Understanding animals as a sideeffect of YouTube and social media.
Since 2005 YouTube has given us Keyboard Cat, Skateboarding Dog, and Christian the Lion which have been the most shared, viewed and loved video material on the net. Obviously Temple Grandin and Jane Goodall will not learn anything from this, but for people whose main source of understanding animals, is through TV, the effect of youtube videos is profound.
My art explores how images are being used as information, memes and currency, to be traded for goods, services and rights. I analyze how images aquire their value, where the animal videos score high on sentimentality, with great potential for empatic connection.

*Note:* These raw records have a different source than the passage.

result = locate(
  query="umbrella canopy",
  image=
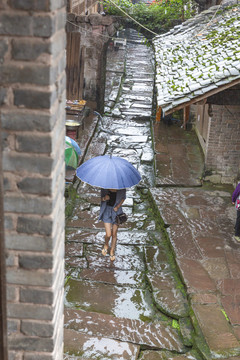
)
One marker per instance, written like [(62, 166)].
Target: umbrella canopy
[(108, 172), (71, 156)]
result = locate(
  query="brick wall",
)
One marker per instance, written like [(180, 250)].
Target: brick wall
[(223, 148), (32, 101)]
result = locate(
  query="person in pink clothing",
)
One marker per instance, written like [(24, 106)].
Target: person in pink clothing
[(236, 202)]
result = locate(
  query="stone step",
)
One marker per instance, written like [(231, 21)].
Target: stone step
[(154, 335), (85, 347)]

Animal images are also used ironically, as on the site Cat’s that looks like Hitler, where images of cats that only bear the slightest resemblance to the übermensch, serve as tokens to join a closed club and it’s fora. In a series of paintings I highlight the phenomena, of the inverse correlation between the quality of online discussions and how early Adolf Hitler or the Nazis are being brought up to smear the opponents.
As social media’s has engulfed us, the algorithms repetitive filter bubble effect pushes prolific users to innovate their postings. The tsunami of shared animal videos have gradually developed and expanded our mutual facebrains knowledge of animals emotional life. Everyone now carries smartphones with great cameras, the possiblity for capturing those important moments of animal life has grown exponentially. This has given us some fantastic images, even though they are surely not news to zoologists. The important thing of the videos is how people use them, how the videos are shared. I present this though a series of large video screens. Our fb-friends share videos that resonate with their own life, massaging our empathy. This will not counter any mass extinction, however it helps raise the understanding that animals do have feelings, which is why animal rights is increasingly important for the post-social media generation.